Do you get less than six hours of sleep a night?  According to a new study, you’re four times more likely to suffer a stroke as a result.  Memory loss, weight fluctuations, a weakened immune system, and high blood pressure are all linked to inadequate sleep.  One third of American drivers admit to drowsy driving in the past month; these drivers are involved in one of every six deadly crashes.  Sleep-deprived teenagers are more at risk for substance abuse and are more likely to seriously consider attempting suicide.

Sleep deprivation is clearly bad for us.  Why, then, are we sleeping less than ever?  The number of people who sleep eight hours or more a night has dropped from 38 percent to 28 percent.  A government study released last month found that 30 percent of working adults get six hours or less.  Experts blame stress over the economy, omnipresent technology that enables us to work around the clock, and constant entertainment.

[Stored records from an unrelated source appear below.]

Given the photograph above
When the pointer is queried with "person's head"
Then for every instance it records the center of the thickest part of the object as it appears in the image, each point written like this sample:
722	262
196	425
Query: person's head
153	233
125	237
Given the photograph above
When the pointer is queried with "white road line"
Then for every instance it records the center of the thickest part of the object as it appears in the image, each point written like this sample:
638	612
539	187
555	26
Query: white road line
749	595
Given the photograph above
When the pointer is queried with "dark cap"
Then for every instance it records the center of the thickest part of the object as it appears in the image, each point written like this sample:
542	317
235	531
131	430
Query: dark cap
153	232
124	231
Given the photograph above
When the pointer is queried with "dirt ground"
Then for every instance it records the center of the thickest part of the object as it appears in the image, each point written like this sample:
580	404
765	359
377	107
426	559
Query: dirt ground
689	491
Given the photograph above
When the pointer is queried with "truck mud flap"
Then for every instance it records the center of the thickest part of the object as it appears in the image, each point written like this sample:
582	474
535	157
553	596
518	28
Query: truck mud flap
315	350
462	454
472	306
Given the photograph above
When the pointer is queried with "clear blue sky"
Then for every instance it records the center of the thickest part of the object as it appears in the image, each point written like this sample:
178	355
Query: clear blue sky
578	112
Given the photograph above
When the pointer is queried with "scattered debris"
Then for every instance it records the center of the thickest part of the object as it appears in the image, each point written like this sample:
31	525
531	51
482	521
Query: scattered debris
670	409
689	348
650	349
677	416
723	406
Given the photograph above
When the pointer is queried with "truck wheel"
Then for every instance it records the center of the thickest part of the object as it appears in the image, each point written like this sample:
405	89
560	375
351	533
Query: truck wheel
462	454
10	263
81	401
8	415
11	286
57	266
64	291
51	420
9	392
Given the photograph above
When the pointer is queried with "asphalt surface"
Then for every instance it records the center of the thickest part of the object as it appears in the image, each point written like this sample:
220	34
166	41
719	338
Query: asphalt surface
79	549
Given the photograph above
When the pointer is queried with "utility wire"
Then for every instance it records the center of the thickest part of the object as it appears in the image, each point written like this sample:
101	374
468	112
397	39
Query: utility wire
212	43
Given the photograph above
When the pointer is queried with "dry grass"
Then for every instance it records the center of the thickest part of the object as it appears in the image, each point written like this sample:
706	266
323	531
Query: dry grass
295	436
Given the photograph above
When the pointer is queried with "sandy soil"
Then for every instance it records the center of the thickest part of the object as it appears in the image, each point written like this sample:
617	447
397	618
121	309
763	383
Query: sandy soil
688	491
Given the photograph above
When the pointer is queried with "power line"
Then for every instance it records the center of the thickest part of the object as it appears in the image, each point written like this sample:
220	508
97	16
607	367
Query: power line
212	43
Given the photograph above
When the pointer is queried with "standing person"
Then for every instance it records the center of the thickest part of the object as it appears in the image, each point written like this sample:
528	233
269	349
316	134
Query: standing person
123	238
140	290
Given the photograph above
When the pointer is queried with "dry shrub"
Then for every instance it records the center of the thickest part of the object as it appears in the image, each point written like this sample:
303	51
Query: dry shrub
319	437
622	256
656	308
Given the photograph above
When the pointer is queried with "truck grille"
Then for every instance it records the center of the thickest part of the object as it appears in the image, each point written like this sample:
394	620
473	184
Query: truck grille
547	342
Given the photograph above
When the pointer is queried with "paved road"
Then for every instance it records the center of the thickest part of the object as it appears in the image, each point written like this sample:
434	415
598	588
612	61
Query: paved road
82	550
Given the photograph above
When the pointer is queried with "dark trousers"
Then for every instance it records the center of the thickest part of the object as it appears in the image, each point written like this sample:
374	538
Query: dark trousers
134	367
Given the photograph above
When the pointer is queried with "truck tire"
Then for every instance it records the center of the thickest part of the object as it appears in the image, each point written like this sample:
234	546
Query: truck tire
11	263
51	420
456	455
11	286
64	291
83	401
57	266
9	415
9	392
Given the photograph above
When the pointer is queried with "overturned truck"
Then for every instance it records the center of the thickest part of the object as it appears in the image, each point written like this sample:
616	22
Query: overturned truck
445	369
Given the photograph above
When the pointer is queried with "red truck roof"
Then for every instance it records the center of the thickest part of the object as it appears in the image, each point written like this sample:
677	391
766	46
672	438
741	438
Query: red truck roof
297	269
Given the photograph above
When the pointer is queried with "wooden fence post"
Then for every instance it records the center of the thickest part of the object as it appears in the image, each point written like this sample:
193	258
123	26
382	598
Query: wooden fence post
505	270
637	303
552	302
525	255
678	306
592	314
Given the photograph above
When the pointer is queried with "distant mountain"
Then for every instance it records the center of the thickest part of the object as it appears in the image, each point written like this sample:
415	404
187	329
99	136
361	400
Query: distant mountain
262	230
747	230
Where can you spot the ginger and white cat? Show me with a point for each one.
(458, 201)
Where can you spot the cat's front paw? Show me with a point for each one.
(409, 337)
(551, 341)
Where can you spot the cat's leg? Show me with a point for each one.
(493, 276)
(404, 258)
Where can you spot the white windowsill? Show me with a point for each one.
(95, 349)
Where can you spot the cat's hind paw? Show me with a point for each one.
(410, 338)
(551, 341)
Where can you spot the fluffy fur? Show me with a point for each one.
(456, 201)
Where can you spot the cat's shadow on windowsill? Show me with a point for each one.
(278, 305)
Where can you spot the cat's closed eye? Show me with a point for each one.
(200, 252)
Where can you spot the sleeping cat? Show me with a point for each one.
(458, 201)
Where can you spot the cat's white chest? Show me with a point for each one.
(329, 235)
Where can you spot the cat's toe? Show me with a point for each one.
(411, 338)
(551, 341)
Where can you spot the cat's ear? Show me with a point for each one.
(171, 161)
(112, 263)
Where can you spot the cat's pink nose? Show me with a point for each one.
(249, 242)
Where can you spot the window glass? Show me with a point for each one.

I think there’s another factor as well.  Touring a World War II exhibit in England, I learned that Winston Churchill worked from 6 AM to 12 noon, took a two hour break, then worked with a second staff from 2 PM to 10 PM.  My first thought was one of admiration for his work ethic.  Our culture measures us by what we do.  As a result, when I go to bed at night, I usually feel guilty not to have gotten more done first.  Do you know the feeling?

How do we escape this destructive cycle?  Let’s begin with grace.  Someone described us this way: I am not what I think I am; I am not what you think I am; I am what I think you think I am.  That’s a lie.  If Jesus is your Lord, you are what the King of the universe says you are: his child, loved unconditionally for who you are, as you are.  There’s not one thing you can do to make God like you any more, or less, than he does now.  More work and less sleep doesn’t impress your Lord—it grieves your Father.

Next, let’s submit our time to the Spirit—when the morning begins and all day long.  There are always enough hours in the days we give to God.  Do you think he wants you to be stressed and frenetic?  Didn’t Jesus promise, “My peace I leave with you” (John 14:27)?  Doesn’t his word offer “the peace of God, which transcends all understanding” for all who trust their cares to him (Philippians 4:6-7)?  If you’re too busy to sleep, you’re doing more than God wants you to do.

Wise King Solomon noted: “Unless the Lord builds the house, its builders labor in vain.  Unless the Lord watches over the city, the watchmen stand guard in vain.  In vain you rise early and stay up late, toiling for food to eat—for he grants sleep to those he loves” (Psalm 127:1-2).  Doesn’t God love you?